The cold leg top of tubesheet area would have a 100% inspection of the expansion transition area with a qualified examination technique. Most plants currently do not conduct sludge pile area testing other than with the bobbin probe. In the original Millstone Point Unit 2 SGs (mill annealed A600 tubing) approximately 40% of the tubes with circumferential ODSCC were located in the cold leg.
100% of the benign signals would receive examination with a qualified examination technique versus only those which exhibit change by the bobbin coil.
100% of the broached tube supports would be examined with a qualified examination technique which industry experience has shown to be more sensitive than the bobbin probe.

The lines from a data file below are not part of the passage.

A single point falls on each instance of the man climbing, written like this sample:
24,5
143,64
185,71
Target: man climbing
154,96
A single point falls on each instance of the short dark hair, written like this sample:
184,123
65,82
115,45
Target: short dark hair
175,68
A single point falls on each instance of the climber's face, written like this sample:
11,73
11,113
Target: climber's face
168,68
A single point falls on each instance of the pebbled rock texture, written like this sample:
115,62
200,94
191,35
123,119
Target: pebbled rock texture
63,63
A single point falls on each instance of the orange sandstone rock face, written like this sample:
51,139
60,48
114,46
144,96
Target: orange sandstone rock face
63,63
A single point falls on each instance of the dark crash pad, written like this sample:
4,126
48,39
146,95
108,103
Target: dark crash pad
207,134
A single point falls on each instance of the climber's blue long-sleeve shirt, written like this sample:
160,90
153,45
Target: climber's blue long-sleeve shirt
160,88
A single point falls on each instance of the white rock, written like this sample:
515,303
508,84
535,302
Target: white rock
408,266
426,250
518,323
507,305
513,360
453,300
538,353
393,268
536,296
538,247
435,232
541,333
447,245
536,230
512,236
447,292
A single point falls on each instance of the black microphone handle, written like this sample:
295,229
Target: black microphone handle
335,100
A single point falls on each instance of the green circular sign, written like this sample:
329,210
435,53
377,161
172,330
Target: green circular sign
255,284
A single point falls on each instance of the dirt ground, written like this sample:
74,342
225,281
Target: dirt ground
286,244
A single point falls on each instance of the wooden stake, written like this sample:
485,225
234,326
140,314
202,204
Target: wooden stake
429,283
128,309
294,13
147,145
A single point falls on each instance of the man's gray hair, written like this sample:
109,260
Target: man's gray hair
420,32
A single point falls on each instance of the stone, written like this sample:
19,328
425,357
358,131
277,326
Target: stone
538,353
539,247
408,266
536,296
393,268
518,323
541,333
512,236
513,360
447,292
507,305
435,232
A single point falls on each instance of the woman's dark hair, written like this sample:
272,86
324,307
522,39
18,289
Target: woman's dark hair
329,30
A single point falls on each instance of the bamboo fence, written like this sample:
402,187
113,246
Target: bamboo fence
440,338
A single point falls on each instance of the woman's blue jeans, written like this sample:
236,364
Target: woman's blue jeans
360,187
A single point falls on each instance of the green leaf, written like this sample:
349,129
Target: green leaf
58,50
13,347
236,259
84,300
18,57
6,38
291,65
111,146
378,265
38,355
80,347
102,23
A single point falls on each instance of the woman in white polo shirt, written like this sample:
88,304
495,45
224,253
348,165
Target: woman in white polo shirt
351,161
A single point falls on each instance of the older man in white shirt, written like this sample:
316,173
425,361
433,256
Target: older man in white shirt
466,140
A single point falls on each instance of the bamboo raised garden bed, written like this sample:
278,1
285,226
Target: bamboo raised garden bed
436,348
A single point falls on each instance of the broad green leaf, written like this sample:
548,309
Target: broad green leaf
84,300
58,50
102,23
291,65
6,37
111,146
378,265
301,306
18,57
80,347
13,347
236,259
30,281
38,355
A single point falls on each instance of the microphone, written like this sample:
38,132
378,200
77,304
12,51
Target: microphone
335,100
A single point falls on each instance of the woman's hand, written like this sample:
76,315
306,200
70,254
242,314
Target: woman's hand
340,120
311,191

100% of the free span dings < 5 volts would be examined with a technique qualified for detection of circumferential ODSCC. Although all 600TT plants consider axial ODSCC to be a potential degradation mechanism at these locations, I know of none that consider circumferential ODSCC as a potential mechanism. There were a small number of reported instances of these cracks in the mill annealed A600 plants.

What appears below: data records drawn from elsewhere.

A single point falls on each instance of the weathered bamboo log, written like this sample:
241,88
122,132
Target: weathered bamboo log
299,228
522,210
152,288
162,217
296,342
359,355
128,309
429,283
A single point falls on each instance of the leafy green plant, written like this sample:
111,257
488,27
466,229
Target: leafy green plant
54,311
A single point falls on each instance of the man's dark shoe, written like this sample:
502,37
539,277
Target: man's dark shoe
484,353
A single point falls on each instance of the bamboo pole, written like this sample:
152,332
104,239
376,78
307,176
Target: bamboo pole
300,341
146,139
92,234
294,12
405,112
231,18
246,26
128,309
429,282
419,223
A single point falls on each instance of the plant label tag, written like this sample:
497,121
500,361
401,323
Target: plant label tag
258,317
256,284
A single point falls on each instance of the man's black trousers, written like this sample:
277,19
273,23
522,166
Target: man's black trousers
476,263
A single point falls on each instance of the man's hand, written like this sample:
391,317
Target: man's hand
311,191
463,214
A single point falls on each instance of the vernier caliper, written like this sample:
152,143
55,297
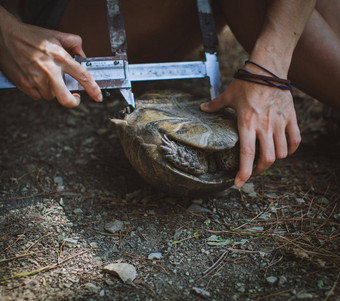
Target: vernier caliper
116,73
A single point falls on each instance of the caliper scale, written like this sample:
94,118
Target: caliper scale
116,73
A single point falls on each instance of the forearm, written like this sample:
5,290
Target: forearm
283,25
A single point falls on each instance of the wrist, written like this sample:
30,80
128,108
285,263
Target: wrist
272,56
7,23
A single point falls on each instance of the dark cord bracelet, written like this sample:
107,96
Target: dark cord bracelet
270,81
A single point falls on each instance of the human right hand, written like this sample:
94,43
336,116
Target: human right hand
265,114
35,59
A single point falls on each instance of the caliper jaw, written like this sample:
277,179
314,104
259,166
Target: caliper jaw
119,47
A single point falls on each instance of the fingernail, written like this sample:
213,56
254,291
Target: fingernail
204,106
100,97
238,183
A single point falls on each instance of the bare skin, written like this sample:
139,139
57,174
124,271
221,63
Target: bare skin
36,58
282,36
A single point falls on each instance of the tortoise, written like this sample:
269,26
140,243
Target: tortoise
178,148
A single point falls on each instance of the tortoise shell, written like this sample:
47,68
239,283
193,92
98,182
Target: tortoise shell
176,147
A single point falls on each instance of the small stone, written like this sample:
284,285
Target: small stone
300,200
155,256
248,188
101,131
255,229
201,292
282,280
337,216
198,208
305,296
271,279
252,194
58,181
125,271
78,211
92,288
93,245
114,226
70,242
197,201
323,200
109,282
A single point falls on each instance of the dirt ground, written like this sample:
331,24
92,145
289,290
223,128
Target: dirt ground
64,178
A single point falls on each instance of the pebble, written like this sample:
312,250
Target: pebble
197,201
155,256
198,208
282,280
201,292
114,226
271,279
58,180
337,216
125,271
70,242
248,188
78,211
109,282
305,296
300,200
323,200
91,287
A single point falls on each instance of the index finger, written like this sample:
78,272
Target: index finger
79,72
247,155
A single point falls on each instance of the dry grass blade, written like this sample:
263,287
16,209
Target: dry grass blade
43,269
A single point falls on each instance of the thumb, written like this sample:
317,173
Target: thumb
214,105
71,42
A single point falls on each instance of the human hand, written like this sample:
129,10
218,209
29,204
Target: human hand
35,59
265,114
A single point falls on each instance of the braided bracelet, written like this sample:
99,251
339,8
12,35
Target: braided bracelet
270,81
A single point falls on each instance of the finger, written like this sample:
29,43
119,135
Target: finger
42,84
280,142
71,42
28,88
84,77
294,136
247,154
267,153
214,105
63,95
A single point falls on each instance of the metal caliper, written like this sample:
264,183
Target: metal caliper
116,73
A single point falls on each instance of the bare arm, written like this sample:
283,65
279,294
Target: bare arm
264,113
35,59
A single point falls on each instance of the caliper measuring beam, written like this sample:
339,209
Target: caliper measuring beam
116,73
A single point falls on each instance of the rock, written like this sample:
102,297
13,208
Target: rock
70,242
78,211
197,201
248,188
125,271
271,279
300,200
337,216
198,208
155,256
282,280
109,282
92,288
305,296
323,200
114,226
58,180
201,292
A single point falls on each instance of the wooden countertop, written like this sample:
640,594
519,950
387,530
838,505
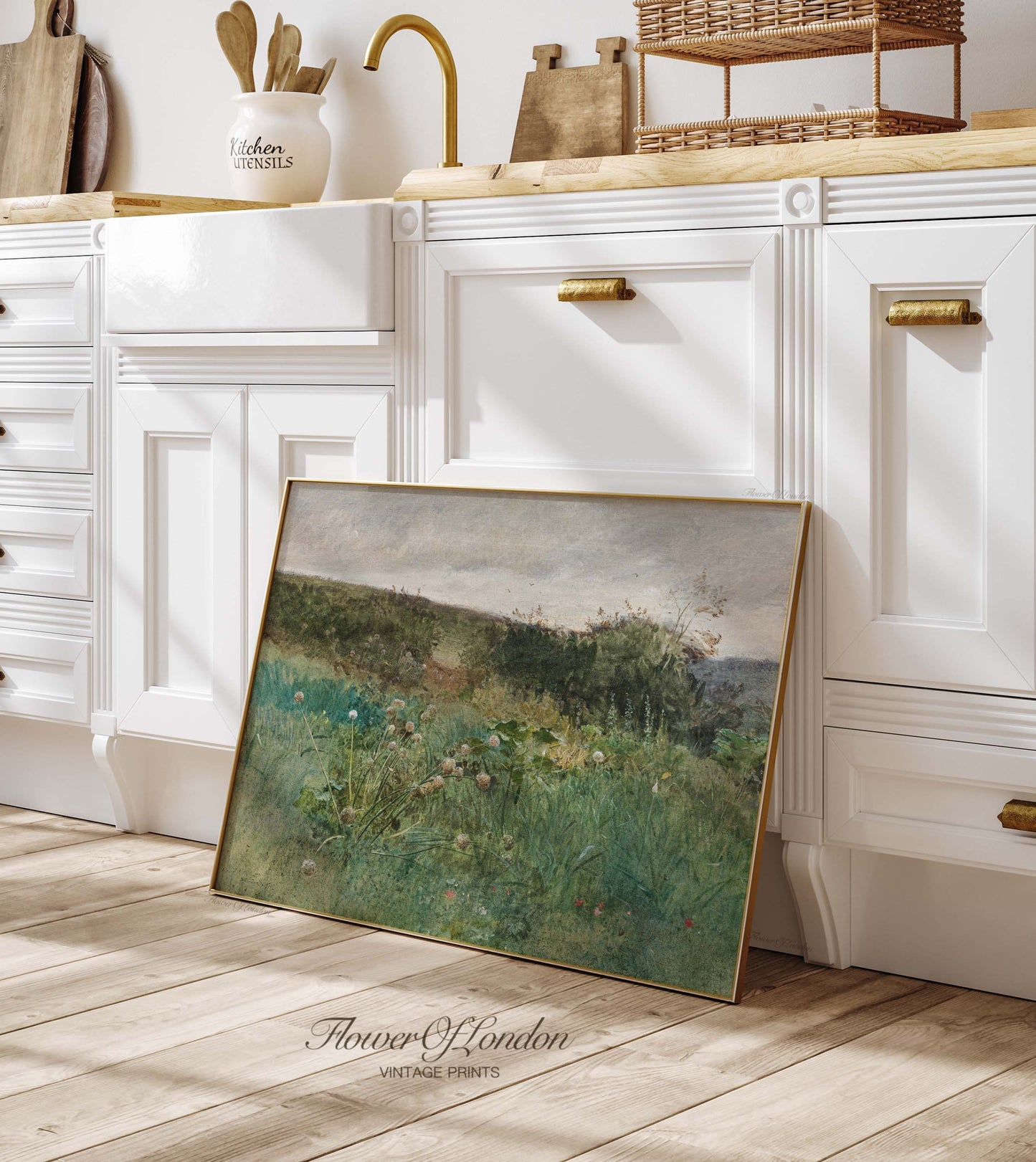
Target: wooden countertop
987,150
108,205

100% of the hot leg and cold leg top of tubesheet would be examined with a technique sensitive to foreign object wear. The bobbin coils detection capability is limited in this region by the masking effects of the expansion transition.
100% of the hot leg and cold leg top of tubesheet would be examined with a technique sensitive to loose part detection. The bobbin coils detection capability is limited in this area by the masking effects of the carbon steel tubesheet on the low frequency channel.
Such an inspection program would allow earlier detection of incipient cracking by using a more sensitive technique and testing 100% of the susceptible regions each inspection rather than only a sample as is currently required.
For PWSCC that resides below the top of the tubesheet but above the H* distance, I believe that initiation and growth rates are less uncertain than those for ODSCC. With the tube restrained from burst and with potential leakage limited there is a much lower risk associated with skipping the next inspection than there is for ODSCC.
Opinion 690TT Plants:
For those plants with tube support or AVB wear that would like to skip more than two inspections, I think that it is acceptable to use the operational assessment to determine the inspection periodicity provided that the assessment is submitted to the NRC for review. Although I am skeptical about the ability to accurately predict tube wear beyond the current prescriptive inspection periods, there are some plants where the risk would appear to be low. For instance, the RSGs at Point Beach Unit 2 are a standard broached tube support and AVB design, with 20 plus years since installation, and only a handful of wear scars all less than 10% TW. Other RSGs with non-standard support designs, less time since replacement, and/or recent inspections with significant wear detected pose a higher degree of risk. For any extension of the current prescriptive inspection periods I would recommend that the potential for changes in secondary side thermal hydraulic conditions be considered in the operational assessment.